Captain cut-and-paste to the rescue!

This does nothing to address my point. The law should not restrict your choice of clothing. The law should support people’s rights when they are being opressed. It is as simple as that.

You have posted a story from a Muslim girl who’s family are imigrants showing how well they have integrated into British life. In another post you have said that if this girl didn’t agree to go back to her homeland she should be put in an internment camp and you are the one complaining about contradictions in other people’s arguments.

[quote]aussie486 wrote:
Sifu wrote:
Cockney Blue wrote:
Sifu is also a staunch supporter of a UK political organisation with proven links to Neonazi Paramilitary groups which is headed by Holocaust deniers.

You are so pathetic. Because I have made mincemeat out of you in numerous debates all you can now do is resort to character assassination.

110% right.[/quote]

Sifu has repeatedly stated that he supports the BNP. Sifu, please feel free to jump in and denounce the BNP on this thread.

BNP Links to combat 18 BBC News | PANORAMA | Ex-Combat 18 man speaks out

Nick Griffin Holocaust denial BBC News | Programmes | Under the skin of the BNP

so where was I incorrect?

[quote]aussie486 wrote:
Sifu wrote:
lixy wrote:
AlisaV wrote:
I hadn’t known about Samira Bellil or the prevalence of gang-rapes,

For reference, rape is seven times more prevalent per capita in Australia it is in France. It is also six times worse in Canada and twice in the US.

This has already been argued here. Australia also has higher rates of crime reporting for rape.

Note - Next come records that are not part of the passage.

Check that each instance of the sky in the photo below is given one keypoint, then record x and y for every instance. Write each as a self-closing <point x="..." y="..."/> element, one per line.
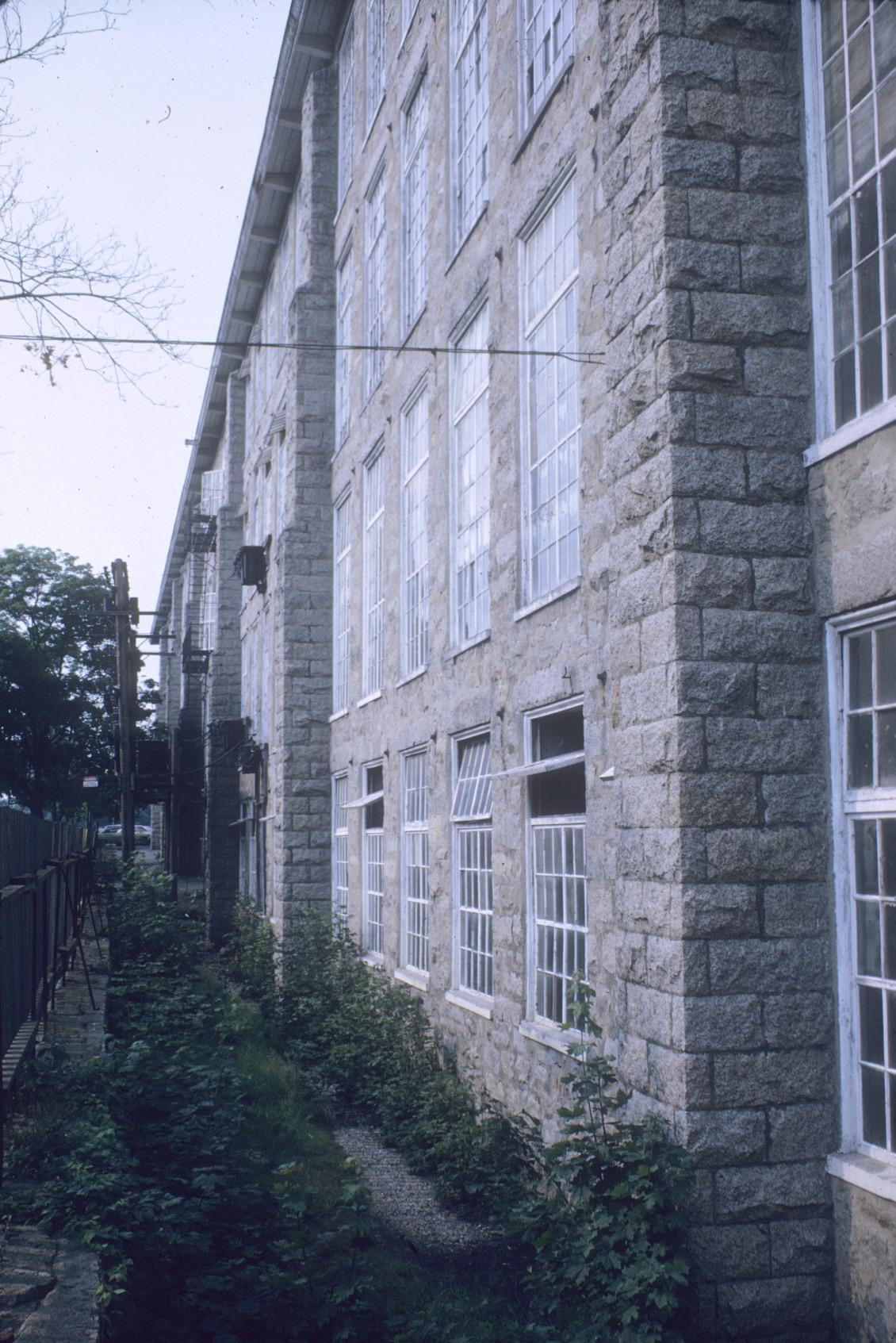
<point x="148" y="133"/>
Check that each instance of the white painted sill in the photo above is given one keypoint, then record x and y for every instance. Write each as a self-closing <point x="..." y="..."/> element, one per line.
<point x="468" y="1002"/>
<point x="549" y="1036"/>
<point x="868" y="1172"/>
<point x="570" y="585"/>
<point x="414" y="978"/>
<point x="852" y="432"/>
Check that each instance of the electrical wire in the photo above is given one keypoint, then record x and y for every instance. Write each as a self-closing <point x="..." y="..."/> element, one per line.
<point x="307" y="347"/>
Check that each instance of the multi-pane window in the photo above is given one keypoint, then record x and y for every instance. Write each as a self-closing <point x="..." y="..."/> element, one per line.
<point x="414" y="542"/>
<point x="547" y="46"/>
<point x="373" y="888"/>
<point x="557" y="860"/>
<point x="342" y="608"/>
<point x="415" y="860"/>
<point x="859" y="94"/>
<point x="373" y="286"/>
<point x="414" y="207"/>
<point x="344" y="284"/>
<point x="375" y="56"/>
<point x="869" y="800"/>
<point x="373" y="539"/>
<point x="340" y="848"/>
<point x="551" y="498"/>
<point x="346" y="110"/>
<point x="470" y="478"/>
<point x="472" y="817"/>
<point x="469" y="44"/>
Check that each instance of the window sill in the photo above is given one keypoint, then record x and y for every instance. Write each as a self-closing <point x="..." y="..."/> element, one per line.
<point x="549" y="98"/>
<point x="570" y="585"/>
<point x="412" y="676"/>
<point x="461" y="647"/>
<point x="414" y="978"/>
<point x="868" y="1172"/>
<point x="478" y="1005"/>
<point x="852" y="432"/>
<point x="466" y="236"/>
<point x="549" y="1036"/>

       Actually the real figure is probably quite higher, the muslim rape gangs (those maggots ID themselves as muslims) who operated in NSW, their victims, who were in court were only the tip of the iceberg according to social workers who work in the sexual assault centres in NSW.
        Speaking to them in re to  rape and domestic violence within the Muslim communilty and they state there is prob only 1-3% are reported to the police, they report these ''communitys'' to be one of of the most dysfunctional and abusive to women and children currently in Australia.

[/quote]

I agree with this, comparing rape figures between countries or between groups in countries is difficult due to the issue of what percentage of rape is actually reported.